Ce type de collaboration littéraire a fait son grand retour au cours de notre siècle. Durant « l’âge d’or du streaming », qui s’achève, certains grands romanciers co-écrivaient des séries télévisées dans des salles d’écrivains. Les dramaturges de l’époque de Shakespeare travaillaient à peu près de la même manière. Lors de mes brefs aperçus des salles d’écrivains, j’ai vu le potentiel. Un jour, travaillant sur une série de fiction qui n’aboutissait à rien, notre équipe comprenait une Italienne venue par avion pour son expertise dans l’écriture de personnages féminins. Chaque écrivain a des faiblesses et des angles morts. Une bonne salle d’écrivain en a moins.
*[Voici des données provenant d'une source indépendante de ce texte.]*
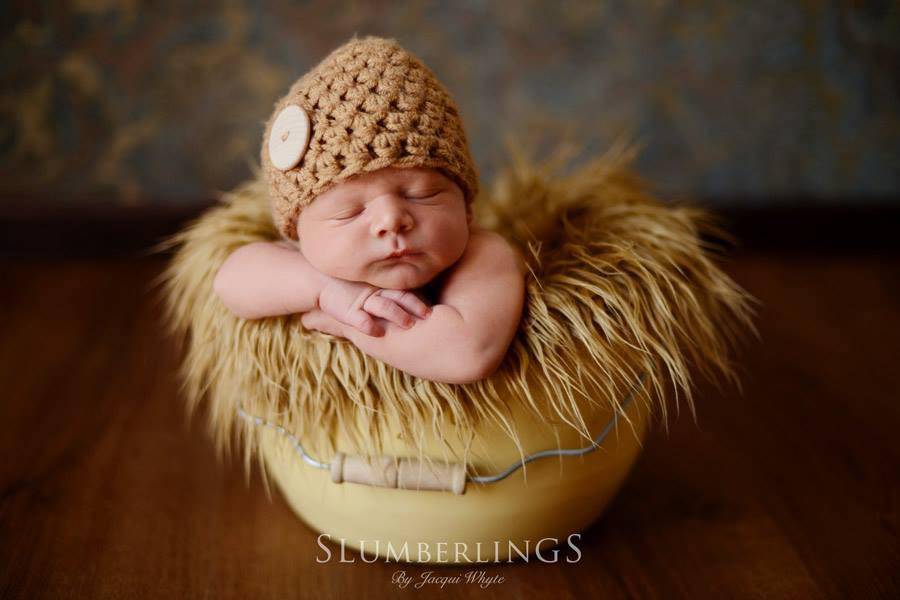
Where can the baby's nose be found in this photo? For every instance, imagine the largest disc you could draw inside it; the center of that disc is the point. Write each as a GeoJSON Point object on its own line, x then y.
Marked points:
{"type": "Point", "coordinates": [391, 217]}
Il n’est pas étonnant que l’une des romancières les plus admirées de notre époque, Elena Ferrante, soit en fait une salle d’écrivains. Elena Ferrante est un pseudonyme. Il existe tout un genre de détective littéraire consacré à découvrir qui elle est. En 2018, Rachel Donadio a écrit un essai dans le magazine The Atlantic qui pourrait peut-être résoudre le mystère. Donadio a suggéré que Ferrante soit au moins deux personnes : Anita Raja et son mari Domenico Starnone. D’autres écrivains et éditeurs ont peut-être également contribué. Après tout, Raja, en tant que traducteur littéraire, et Starnone, un scénariste à succès, avaient tous deux une formation en écriture collaborative. Donadio a également exhumé le roman de Starnone Autobiographie érotique d’Aristide Gambíajamais publié en anglais, qui aborde le mystère de l’identité de Ferrante et déplore l’incapacité d’un auteur masculin à créer des personnages féminins.

Peut-être que Milton Friedman était aussi une salle d’écrivains et (dans une bien moindre mesure) Orwell. Ils auraient dû le dire.